Rhinotocinclus collinsae
- Conservation status: Least Concern (IUCN 3.1)

Scientific classification
- Kingdom: Animalia
- Phylum: Chordata
- Class: Actinopterygii
- Order: Siluriformes
- Family: Loricariidae
- Genus: Rhinotocinclus
- Species: R. collinsae
- Binomial name: Rhinotocinclus collinsae (Schmidt & Ferraris, 1985)
- Synonyms: Parotocinclus collinsae Schmidt & Ferraris, 1985

= Rhinotocinclus collinsae =

- Authority: (Schmidt & Ferraris, 1985)
- Conservation status: LC
- Synonyms: Parotocinclus collinsae Schmidt & Ferraris, 1985

Species of catfish

Rhinotocinclus collinsae is a species of freshwater ray-finned fish belonging to the family Loricariidae, the suckermouth armoured catfishes, and the subfamily Hypoptopomatinae. This catfish is endemic to Guyana.

==Taxonomy==
Rhinotocinclus collinsae was first formally described as Parotocinclus collinsae in 1985 by the American ichthyologists Robert E. Schmidt and Carl J. Ferraris Jr. with its type locality given as tributary to Takutu River, at 6°15'N, 59°5'W, Cuyuni-Mazaruni, in the drainage of the Essequibo River, Guyana. In 2022 it was transferred to the newly proposed genus Rhinotocinclus by Roberto Esser dos Reis and Pablo César Lehmann Albornoz. Eschmeyer's Catalog of Fishes classified the genus Rhinotocinclus in the subfamily Hypoptopomatinae, the cascudinhos, within the suckermouth armored catfish family Loricariidae.

==Etymology==
Rhinotocinclus collinsae is classified in the genus Rhinotocinclus: this name combines rhinos, which is the genitive of rhis, meaning "beak" or "snout", an allusion to the "conspicuous and elegant" snout of the type species, with the name of the related genus Otocinclus. The specific name, collinsae, honours the African-American child prodigy, entomologist and civil rights activist Margaret S. Collins, who enabled Schmidt to collect fishes at her field station.

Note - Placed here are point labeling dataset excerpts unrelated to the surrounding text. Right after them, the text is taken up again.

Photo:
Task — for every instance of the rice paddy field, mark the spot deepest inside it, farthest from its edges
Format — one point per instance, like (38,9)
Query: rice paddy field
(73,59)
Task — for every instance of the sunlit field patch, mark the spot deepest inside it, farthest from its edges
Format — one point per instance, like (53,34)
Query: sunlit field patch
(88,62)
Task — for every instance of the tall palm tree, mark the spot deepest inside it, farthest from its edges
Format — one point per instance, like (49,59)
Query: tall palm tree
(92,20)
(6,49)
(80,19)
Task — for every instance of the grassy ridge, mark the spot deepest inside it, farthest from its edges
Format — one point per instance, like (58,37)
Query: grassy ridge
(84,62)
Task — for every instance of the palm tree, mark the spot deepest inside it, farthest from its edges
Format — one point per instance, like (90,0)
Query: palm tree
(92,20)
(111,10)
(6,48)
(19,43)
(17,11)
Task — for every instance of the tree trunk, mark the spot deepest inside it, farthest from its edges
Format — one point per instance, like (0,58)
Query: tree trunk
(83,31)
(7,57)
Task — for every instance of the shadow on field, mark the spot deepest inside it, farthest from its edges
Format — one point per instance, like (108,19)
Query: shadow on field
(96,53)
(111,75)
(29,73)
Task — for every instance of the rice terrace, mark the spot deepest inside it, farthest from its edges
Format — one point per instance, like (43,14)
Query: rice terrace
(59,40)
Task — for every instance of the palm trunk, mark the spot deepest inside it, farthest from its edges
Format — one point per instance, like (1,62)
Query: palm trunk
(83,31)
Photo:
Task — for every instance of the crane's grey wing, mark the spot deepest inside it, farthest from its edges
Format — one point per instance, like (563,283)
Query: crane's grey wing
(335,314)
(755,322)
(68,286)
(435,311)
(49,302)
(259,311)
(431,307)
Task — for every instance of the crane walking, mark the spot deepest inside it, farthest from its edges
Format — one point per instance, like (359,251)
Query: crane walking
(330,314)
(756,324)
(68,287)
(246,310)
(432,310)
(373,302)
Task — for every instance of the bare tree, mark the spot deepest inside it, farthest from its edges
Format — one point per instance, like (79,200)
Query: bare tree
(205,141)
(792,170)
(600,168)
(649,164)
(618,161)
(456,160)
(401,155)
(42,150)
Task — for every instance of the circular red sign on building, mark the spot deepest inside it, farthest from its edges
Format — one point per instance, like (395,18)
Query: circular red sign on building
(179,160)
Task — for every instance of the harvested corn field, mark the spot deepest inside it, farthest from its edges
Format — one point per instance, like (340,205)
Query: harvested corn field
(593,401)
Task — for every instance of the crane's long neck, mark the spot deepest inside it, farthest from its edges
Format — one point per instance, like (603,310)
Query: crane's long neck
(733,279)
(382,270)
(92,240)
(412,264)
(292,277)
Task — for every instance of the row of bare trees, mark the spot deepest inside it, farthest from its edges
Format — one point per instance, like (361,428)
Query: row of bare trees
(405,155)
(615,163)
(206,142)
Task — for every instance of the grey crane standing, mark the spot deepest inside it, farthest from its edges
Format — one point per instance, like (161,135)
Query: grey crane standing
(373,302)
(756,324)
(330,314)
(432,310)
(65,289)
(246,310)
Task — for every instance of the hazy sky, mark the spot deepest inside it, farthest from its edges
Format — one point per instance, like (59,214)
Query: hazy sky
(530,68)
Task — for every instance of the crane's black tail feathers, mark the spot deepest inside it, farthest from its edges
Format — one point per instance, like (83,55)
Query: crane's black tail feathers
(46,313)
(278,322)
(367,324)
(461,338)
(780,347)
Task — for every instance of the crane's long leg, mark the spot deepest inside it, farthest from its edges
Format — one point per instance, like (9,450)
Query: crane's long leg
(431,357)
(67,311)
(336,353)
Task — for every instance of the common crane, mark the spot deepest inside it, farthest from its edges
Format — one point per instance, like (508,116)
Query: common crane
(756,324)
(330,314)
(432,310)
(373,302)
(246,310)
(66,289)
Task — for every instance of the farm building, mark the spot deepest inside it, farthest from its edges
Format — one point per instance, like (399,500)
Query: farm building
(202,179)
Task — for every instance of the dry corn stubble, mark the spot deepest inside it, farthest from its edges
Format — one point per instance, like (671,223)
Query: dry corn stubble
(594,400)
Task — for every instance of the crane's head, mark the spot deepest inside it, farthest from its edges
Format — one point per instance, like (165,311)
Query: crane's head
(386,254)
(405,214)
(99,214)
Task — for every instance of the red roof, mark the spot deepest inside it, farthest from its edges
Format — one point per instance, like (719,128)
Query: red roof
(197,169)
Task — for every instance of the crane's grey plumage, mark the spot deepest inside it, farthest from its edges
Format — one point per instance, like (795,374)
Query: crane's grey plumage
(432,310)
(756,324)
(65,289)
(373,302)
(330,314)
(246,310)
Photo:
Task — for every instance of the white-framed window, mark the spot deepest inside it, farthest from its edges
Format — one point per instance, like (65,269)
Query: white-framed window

Collins was given the nickname "the termite lady", as she researched these insects for much of her career, and she was the first African-American person to be honoured with an eponym in the binomial of a fish.

==Description==
Rhinotocinclus collinsae has 21 or 22 plates along the lateral line, 25 teeth on the premaxilla and dentary, an abdomen which is covered in a regular row of plates and one light and two dark saddle marks on the back, with one dark mark between the dorsal and adipose fin and the other between the adipose fin and the caudal fin. The body is elongated and reaches a standard length of 3.35 cm.

==Distribution and habitat==
Rhinotocinclus collinsae is endemic to Guyana where it has been recorded from tributaries of the Cuyuni-Mazaruni river system, as well as from Kuribrong River, the Potaro River at the rapids region, and Siparuni River, all within the Essequibo drainage basin. The type series of this species was collected in a stream with a moderate gradient in the Takutu Highlands at around 300 m above sea level where the substrate was sand and there were many fallen trees in the stream.